Cette réponse, si elle ne présume pas de la position du prochain CICID, invite néanmoins à un certain optimisme.

(2) La COFACE

L'absence de garantie, autre qu'à court terme, accordée par la COFACE aux investissements réalisés au Yémen n'est pas de nature à renforcer la présence économique française au Yémen. Cette absence de garantie est due à un contentieux ancien opposant la société " les moulins de la mer Rouge " à la COFACE pour un montant de 39 millions de dollars. La COFACE lie la reprise de ses garanties sur le Yémen à la résolution de ce contentieux alors même qu'elle n'a semble-t-il pas soumis son différend à la justice ou à une instance d'arbitrage. Les États-Unis, la Grande-Bretagne et l'Allemagne offrent, eux, une couverture à moyen et long termes de ce pays.

Le Président du groupe d'amitié André Ferrand a attiré l'attention du ministre de l'Économie et des finances sur l'intérêt des reprises des garanties de la COFACE sur le Yémen à moyen et long termes pour l'approfondissement de la coopération économique entre les deux pays. 48( * )

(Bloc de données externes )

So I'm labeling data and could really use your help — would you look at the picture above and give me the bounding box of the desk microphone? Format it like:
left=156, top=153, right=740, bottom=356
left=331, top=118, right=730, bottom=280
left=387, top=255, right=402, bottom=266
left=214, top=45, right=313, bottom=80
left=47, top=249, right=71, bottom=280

b) L'intégration du Yémen dans une zone de coopération régionale

Alors que Djibouti, et pour une moindre part l'Érythrée, bénéficient d'une aide importante de la part de la France, il paraît souhaitable de renforcer les complémentarités et les solidarités régionales. Le « détournement » d'experts français venus à Djibouti pourrait constituer un bénéfice important pour le Yémen, comme la mise en place d'un travail commun entre les différents centres de coopération de part et d'autre du « Bab el Mandeb » 49( * ) .

La coopération militaire avec le Yémen s'appuie déjà sur les forces françaises stationnées à Djibouti. Par ailleurs, certains nouveaux projets dans le domaine de la pêche et du café sont menés avec la collaboration de l'assistance technique française basée à Djibouti et à Asmara.

Ces synergies régionales, évidentes pour qui regarde une carte de la région, méritent sans conteste d'être développées.

c) La diversification de la coopération : l'exemple de la formation professionnelle

Il est apparu enfin à la délégation du groupe sénatorial qu'au-delà de la formation à la langue française, il serait sans doute pertinent d'investir davantage dans la formation professionnelle. Elle a pu discuter de cette question avec les Conseillers du Commerce Extérieur dont elle tient à saluer l'action.

Si certaines entreprises s'emploient à participer à l'effort de professionnalisation de la main d'oeuvre yéménite, en assurant comme Total et la Compagnie Générale de Géophysique (CGG) la formation continue de leurs salariés, il paraît opportun de « professionnaliser » davantage l'enseignement de français dans les universités yéménites et de développer les partenariats entre les centres de formation professionnelle des deux pays.